On Friday, 25 January 2019 at 07:24:10 UTC, FeepingCreature wrote:
> A problem that's come up before is how to specify builders in a 
> typechecked manner. In my language syntax experiment, Neat, I'd 
> copied Haskell's '$' operator, which means "capture everything 
> to the right of here in one set of parens", in order to avoid 
> writing parentheses expressions:
>
>     foo(2 + 2);
>     // becomes
>     foo $ 2 + 2;
>
> But what if we wanted the *opposite*? What if we wanted to 
> capture everything to the *left* of an operator in one set of 
> parens? Enter the tail operator:
>
>     (2 + 2).foo;
>     // becomes
>     2 + 2 #.foo;
>
> Why is this useful?
>
> Well, we've had the debate before about struct initializers. 
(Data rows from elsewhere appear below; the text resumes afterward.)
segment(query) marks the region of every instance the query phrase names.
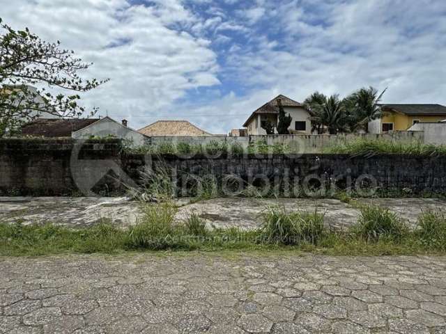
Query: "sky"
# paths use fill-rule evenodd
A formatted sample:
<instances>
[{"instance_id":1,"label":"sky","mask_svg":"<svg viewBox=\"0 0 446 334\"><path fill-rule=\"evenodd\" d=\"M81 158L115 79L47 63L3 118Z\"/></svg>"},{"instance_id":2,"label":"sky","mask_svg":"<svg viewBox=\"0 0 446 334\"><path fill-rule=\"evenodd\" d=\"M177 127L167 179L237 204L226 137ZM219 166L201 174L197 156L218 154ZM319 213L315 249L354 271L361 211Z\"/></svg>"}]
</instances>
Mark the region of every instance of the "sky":
<instances>
[{"instance_id":1,"label":"sky","mask_svg":"<svg viewBox=\"0 0 446 334\"><path fill-rule=\"evenodd\" d=\"M446 104L444 0L0 0L25 26L109 78L82 95L139 129L187 120L240 128L279 94L344 97L372 86L386 103Z\"/></svg>"}]
</instances>

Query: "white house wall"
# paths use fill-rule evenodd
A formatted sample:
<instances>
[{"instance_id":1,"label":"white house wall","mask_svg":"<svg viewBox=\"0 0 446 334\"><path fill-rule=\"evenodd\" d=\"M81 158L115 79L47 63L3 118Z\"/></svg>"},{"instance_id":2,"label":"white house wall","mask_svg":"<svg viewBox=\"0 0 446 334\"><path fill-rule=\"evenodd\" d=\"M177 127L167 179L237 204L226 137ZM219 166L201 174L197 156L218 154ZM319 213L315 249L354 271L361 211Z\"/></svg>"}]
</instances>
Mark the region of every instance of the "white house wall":
<instances>
[{"instance_id":1,"label":"white house wall","mask_svg":"<svg viewBox=\"0 0 446 334\"><path fill-rule=\"evenodd\" d=\"M312 133L312 121L310 120L310 115L305 109L303 108L287 108L284 107L284 111L285 111L285 114L288 115L289 113L291 115L293 120L291 120L291 125L290 127L288 128L289 130L295 131L294 125L295 122L305 122L307 123L305 133L307 134L311 134ZM277 116L278 117L278 116ZM303 131L301 132L304 132Z\"/></svg>"},{"instance_id":2,"label":"white house wall","mask_svg":"<svg viewBox=\"0 0 446 334\"><path fill-rule=\"evenodd\" d=\"M109 118L102 118L98 122L73 132L72 138L88 138L91 136L105 137L112 135L131 142L134 146L141 146L150 143L150 138Z\"/></svg>"},{"instance_id":3,"label":"white house wall","mask_svg":"<svg viewBox=\"0 0 446 334\"><path fill-rule=\"evenodd\" d=\"M426 144L446 144L446 123L417 123L408 131L422 131Z\"/></svg>"},{"instance_id":4,"label":"white house wall","mask_svg":"<svg viewBox=\"0 0 446 334\"><path fill-rule=\"evenodd\" d=\"M381 133L381 119L377 118L371 122L368 125L369 134L380 134Z\"/></svg>"}]
</instances>

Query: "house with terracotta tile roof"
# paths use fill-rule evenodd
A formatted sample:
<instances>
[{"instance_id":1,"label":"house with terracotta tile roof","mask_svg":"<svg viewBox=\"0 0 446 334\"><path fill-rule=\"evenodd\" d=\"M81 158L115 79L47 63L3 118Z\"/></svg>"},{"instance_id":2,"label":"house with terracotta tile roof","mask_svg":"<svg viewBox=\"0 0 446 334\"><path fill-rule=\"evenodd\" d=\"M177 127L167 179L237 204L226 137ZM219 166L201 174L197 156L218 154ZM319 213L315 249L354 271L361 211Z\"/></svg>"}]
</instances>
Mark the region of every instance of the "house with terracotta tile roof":
<instances>
[{"instance_id":1,"label":"house with terracotta tile roof","mask_svg":"<svg viewBox=\"0 0 446 334\"><path fill-rule=\"evenodd\" d=\"M139 129L138 132L149 136L202 137L213 136L187 120L158 120Z\"/></svg>"},{"instance_id":2,"label":"house with terracotta tile roof","mask_svg":"<svg viewBox=\"0 0 446 334\"><path fill-rule=\"evenodd\" d=\"M279 104L283 106L285 114L289 114L291 116L291 125L288 129L290 134L311 134L312 121L309 112L302 103L282 95L266 102L251 114L243 125L247 128L248 134L266 134L263 126L267 121L272 124L275 132L278 123Z\"/></svg>"}]
</instances>

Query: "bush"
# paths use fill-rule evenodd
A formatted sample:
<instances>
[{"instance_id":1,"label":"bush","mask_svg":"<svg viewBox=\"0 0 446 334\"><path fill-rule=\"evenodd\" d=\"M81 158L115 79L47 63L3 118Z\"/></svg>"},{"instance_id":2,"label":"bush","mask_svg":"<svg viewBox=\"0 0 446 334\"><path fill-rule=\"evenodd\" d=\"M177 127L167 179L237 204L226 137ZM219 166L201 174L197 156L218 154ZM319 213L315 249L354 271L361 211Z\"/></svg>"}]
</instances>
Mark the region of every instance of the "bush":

> The irksome thing is that the language is *almost* there! We 
> can already write function calls as assignments:
>
>     foo(5);
>     // becomes
>     foo = 5;
>
> The main problem is that there's no way in the language to 
> chain assignments together in that syntax. If we could, we 
> could generate very clean looking builder expressions. But
>
>     (((Foo.build
>       .a = 3)
>       .b = 4)
>       .c = 5)
>       .value;
>
> Just doesn't look good and isn't as easy to modify as it should 
> be either.
>
> But with the tail operator, this becomes:
>
>     Foo.build
>       #.a = 3
>       #.b = 4
>       #.c = 5
>       #.value;
>
> Which is pure, typechecked, easy to extend and still readable.
>
> What do you think?

$ is a simple function in Haskell that is defined in a library, 
the same as '+', '-' are just functions and not special operators 
as in D. In D you have to define each operator in the language 
itself and the compiler should understand them. Defining a 
language construct for each use case doesn't seems pretty to me, 
it makes the grammar overcomplicated.